Diff-Reg v1: Diffusion Matching Model for Registration Problem
Qianliang Wu, Haobo Jiang, Lei Luo, Jun Li, Yaqing Ding, Jin Xie, Jian Yang
TL;DR
Diff-Reg introduces a diffusion-based framework for constructing correspondences in registration by operating in the doubly stochastic matrix space $\\mathcal{M}$. A forward diffusion $q(\\mathbf{E}^t|\\mathbf{E}^0)$ corrupts the ground-truth matching $\\mathbf{E}^0$, while a lightweight denoising module $g_\\theta$ performs reverse sampling to recover $\\mathbf{E}^0$ using a posterior-guided path (via DDIM). Training relies on a variational lower bound with a simple $L_{simple}$ objective, while inference updates occur with minimal backbone reuse to speed up sampling. Experiments on 3D non-rigid and 2D-3D registration (e.g., 4DMatch/4DLoMatch and RGB-D Scenes V2) show substantial gains over single-pass baselines and demonstrate robustness to large deformations and scale ambiguities. The method offers data-efficient diffusion-based augmentation in the matching matrix space and yields accurate, deformable correspondences with improved registration recall and inlier metrics, while remaining computationally efficient due to the lightweight denoiser.
Abstract
Establishing reliable correspondences is essential for registration tasks such as 3D and 2D3D registration. Existing methods commonly leverage geometric or semantic point features to generate potential correspondences. However, these features may face challenges such as large deformation, scale inconsistency, and ambiguous matching problems (e.g., symmetry). Additionally, many previous methods, which rely on single-pass prediction, may struggle with local minima in complex scenarios. To mitigate these challenges, we introduce a diffusion matching model for robust correspondence construction. Our approach treats correspondence estimation as a denoising diffusion process within the doubly stochastic matrix space, which gradually denoises (refines) a doubly stochastic matching matrix to the ground-truth one for high-quality correspondence estimation.
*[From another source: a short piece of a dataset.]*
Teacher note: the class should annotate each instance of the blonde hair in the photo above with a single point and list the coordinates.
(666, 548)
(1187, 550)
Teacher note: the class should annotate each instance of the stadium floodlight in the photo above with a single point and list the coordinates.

It involves a forward diffusion process that gradually introduces Gaussian noise into the ground truth matching matrix and a reverse denoising process that iteratively refines the noisy matching matrix. In particular, the feature extraction from the backbone occurs only once during the inference phase. Our lightweight denoising module utilizes the same feature at each reverse sampling step. Evaluation of our method on both 3D and 2D3D registration tasks confirms its effectiveness. The code is available at https://github.com/wuqianliang/Diff-Reg.